Managers relate to people according to the role they play in a sequence of events or in a decision-making process, while leaders, who are concerned with ideas, relate in more intuitive and empathetic ways. The distinction is simply between a manager’s attention to how things get done and a leader’s to what the events and decisions mean to participants. In recent years, managers have adopted from game theory the notion that decision-making events can be one of two types: the win-lose situation (or zero-sum game) or the win-win situation in which everybody in the action comes out ahead. Managers strive to convert win-lose into win-win situations as part of the process of reconciling differences among people and maintaining balances of power.

As an illustration, take the decision of how to allocate capital resources among operating divisions in a large, decentralized organization. On the surface, the dollars available for distribution are limited at any given time. Presumably, therefore, the more one division gets, the less is available for other divisions.

Managers tend to view this situation (as it affects human relations) as a conversion issue: how to make what seems like a win-lose problem into a win-win problem. From that perspective, several solutions come to mind. First, the manager focuses others’ attention on procedure and not on substance. Here the players become engrossed in the bigger problem of how to make decisions, not what decisions to make. Once committed to the bigger problem, these people have to support the outcome since they were involved in formulating the decision- making rules. Because they believe in the rules they formulated, they will accept present losses,believing that next time they will win.

Second, the manager communicates to subordinates indirectly, using “signals” instead of “messages.” A signal holds a number of implicit positions, while a message clearly states a position. Signals are inconclusive and subject to reinterpretation should people become upset and angry; messages involve the direct consequence that some people will indeed not like what they hear. The nature of messages heightens emotional response and makes managers anxious.With signals, the question of who wins and who loses often becomes obscured.

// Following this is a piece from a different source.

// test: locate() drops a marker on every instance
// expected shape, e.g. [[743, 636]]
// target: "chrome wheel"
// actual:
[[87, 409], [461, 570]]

Third, the manager plays for time. Managers seem to recognize that with the passage of time and the delay of major decisions, compromises emerge that take the sting out of win-lose situations, and the original “game” will be superseded by additional situations. Compromises mean that one may win and lose simultaneously, depending on which of the games one evaluates. There are undoubtedly many other tactical moves managers use to change human situations from win-lose to winwin. But the point is that such tactics focus on the decision-making process itself, and that process interests managers rather than leaders.Tactical interests involve costs as well as benefits; they make organizations fatter in bureaucratic and political intrigue and leaner in direct, hard activity and warm human relationships.

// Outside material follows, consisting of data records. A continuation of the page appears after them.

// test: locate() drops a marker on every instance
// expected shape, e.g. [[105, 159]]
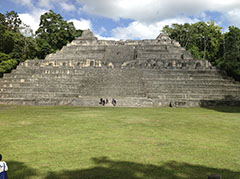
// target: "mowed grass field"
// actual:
[[74, 142]]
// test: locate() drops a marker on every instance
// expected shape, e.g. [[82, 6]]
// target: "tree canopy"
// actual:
[[16, 46], [203, 39]]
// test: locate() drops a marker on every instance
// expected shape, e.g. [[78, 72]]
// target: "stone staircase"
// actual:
[[143, 73]]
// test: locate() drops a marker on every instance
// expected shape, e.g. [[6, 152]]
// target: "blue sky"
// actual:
[[127, 19]]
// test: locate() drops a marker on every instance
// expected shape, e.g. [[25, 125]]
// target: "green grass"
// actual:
[[73, 142]]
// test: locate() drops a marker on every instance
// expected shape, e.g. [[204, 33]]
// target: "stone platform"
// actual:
[[142, 73]]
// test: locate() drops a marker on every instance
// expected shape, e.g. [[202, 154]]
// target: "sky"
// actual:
[[127, 19]]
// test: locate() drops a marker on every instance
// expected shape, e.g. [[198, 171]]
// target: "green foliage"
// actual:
[[55, 32], [17, 42], [133, 143], [230, 57], [6, 63], [201, 39]]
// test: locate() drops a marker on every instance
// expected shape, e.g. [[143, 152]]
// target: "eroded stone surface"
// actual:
[[144, 73]]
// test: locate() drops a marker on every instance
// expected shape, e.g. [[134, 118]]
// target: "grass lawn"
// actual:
[[74, 142]]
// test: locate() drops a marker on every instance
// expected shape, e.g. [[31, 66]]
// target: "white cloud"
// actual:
[[45, 3], [82, 24], [141, 30], [233, 16], [27, 3], [67, 6], [154, 10]]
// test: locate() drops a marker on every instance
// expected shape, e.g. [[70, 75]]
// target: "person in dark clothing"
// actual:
[[3, 169], [114, 102]]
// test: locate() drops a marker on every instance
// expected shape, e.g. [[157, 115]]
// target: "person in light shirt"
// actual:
[[3, 169]]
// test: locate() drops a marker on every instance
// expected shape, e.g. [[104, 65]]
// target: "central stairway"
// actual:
[[142, 73]]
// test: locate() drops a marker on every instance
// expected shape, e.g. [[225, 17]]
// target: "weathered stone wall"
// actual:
[[141, 73]]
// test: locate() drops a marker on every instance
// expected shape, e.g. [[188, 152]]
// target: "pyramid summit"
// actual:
[[136, 73]]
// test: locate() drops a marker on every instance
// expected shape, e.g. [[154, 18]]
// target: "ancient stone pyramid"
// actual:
[[140, 73]]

Consequently, one often hears subordinates characterize managers as inscrutable, detached, and manipulative. These adjectives arise from the subordinates’ perception that they are linked together in a process whose purpose is to maintain a controlled as well as rational and equitable structure.

In contrast, one often hears leaders referred to with adjectives rich in emotional content. Leaders attract strong feelings of identity and difference or of love and hate. Human relations in leader-dominated structures often appear turbulent, intense, and at times even disorganized. Such an atmosphere intensifies individual motivation and often produces unanticipated outcomes.